Where did chess originate?
Chess originated in India after 500 BC and had arrived in Christian Europe via the Islamic world by at least the AD 990s. The original Indian and Islamic game was adapted to reflect medieval European society, so that the Indian war elephant was replaced with the figure of the bishop. The rooks biting their shields resemble the Viking berserkers of Norse myth, while the pose of the queens is derived from depictions of the grieving Virgin Mary. The pawns, lacking any human features, reflect the abstract pieces used in the Islamic version of the game.
Did you know?
- The name rook comes from Persian word rukh, which means chariot, and was the original Indian form of the modern castle.
Playing it for laughs
By James Robinson, curator, British Museum
Few objects compete with the Lewis chessmen in terms of their popular appeal. These endearing little figures have attracted audiences to the British Museum since the moment of their acquisition in 1831.
In recent years, they have found new fame from their inclusion in the 2001 film adaptation of Harry Potter and the Philosopher’s Stone. In the film, Harry and Ron compete at wizard’s chess using replicas of the Lewis chessmen. At the critical moment of victory, an enraged queen stands from her throne which she picks up to smash across her opponent.
This animated sequence taps into a longstanding appreciation of the Lewis chessmen’s comic qualities.
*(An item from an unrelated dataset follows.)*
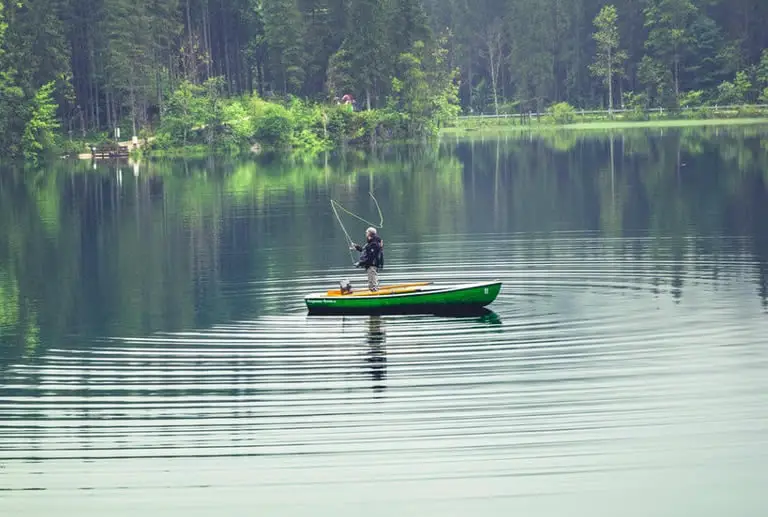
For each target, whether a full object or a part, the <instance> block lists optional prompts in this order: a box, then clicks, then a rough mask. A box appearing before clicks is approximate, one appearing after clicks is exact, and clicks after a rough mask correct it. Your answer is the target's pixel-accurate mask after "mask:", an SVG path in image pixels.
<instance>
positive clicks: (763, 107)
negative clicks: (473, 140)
mask: <svg viewBox="0 0 768 517" xmlns="http://www.w3.org/2000/svg"><path fill="white" fill-rule="evenodd" d="M743 109H747V110H749V109H754V110H760V109H766V110H768V104H742V105H737V106H699V107H696V108H689V107H683V108H678V109H666V108H650V109H647V110H643V111H641V112H639V113H645V114H648V115H651V114H659V115H663V114H664V113H675V114H677V113H685V112H688V111H711V112H713V113H717V112H718V111H737V110H743ZM622 113H638V112H636V111H635V110H630V109H623V108H621V109H614V110H612V111H609V110H584V109H577V110H575V111H574V115H575V116H585V115H603V116H606V117H609V116H611V115H617V114H622ZM549 115H550V113H547V112H543V113H538V112H529V113H522V114H521V113H503V114H499V115H496V114H480V115H459V116H458V117H457V119H458V120H484V119H520V118H541V117H546V116H549Z"/></svg>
But were they made for laughs?
The pieces that probably raise the biggest smiles are the famously grumpy queens who rest their chins in their hands, nursing a toothache or fretting about the weather. The bulging eyed foot soldiers that bite their shields with enlarged teeth come a close second. But, although we can never be certain what the carver originally intended, it is worth looking at the wider context to try to understand the significance of these figures for a twelfth century audience.
Chess was conceived and developed as a game of intellect and skill. Though increasingly played by mixed sex opponents where it acted as a forum for flirtation, it was initially cultivated in knightly circles as a game that sharpened strategic thinking.
Chess, indeed, is generally played in earnest and rarely provokes a laugh. It is essentially a war game and it is the horror of the battlefield that is probably reflected in the poses of these two very distinctive pieces.
The queen’s attitude is derived from contemporary depictions of the Virgin Mary in contemplation of the crucified Christ. On the chessboard she undoubtedly surveys the carnage and considers what solace she can offer. The foot soldier, conversely, is a figure of great heroic ferocity drawn from Norse legend.
Known as berserkers, these fictional warriors are described in the sagas as biting their shields in a state of self-induced frenzy.
Rather than figures of fun, the chessmen represent the feudal order of society and convey the qualities of king, bishop, knight and soldier through the language of gesture. Despite their miniature size, they might be seen to embody truly monumental values of the human condition.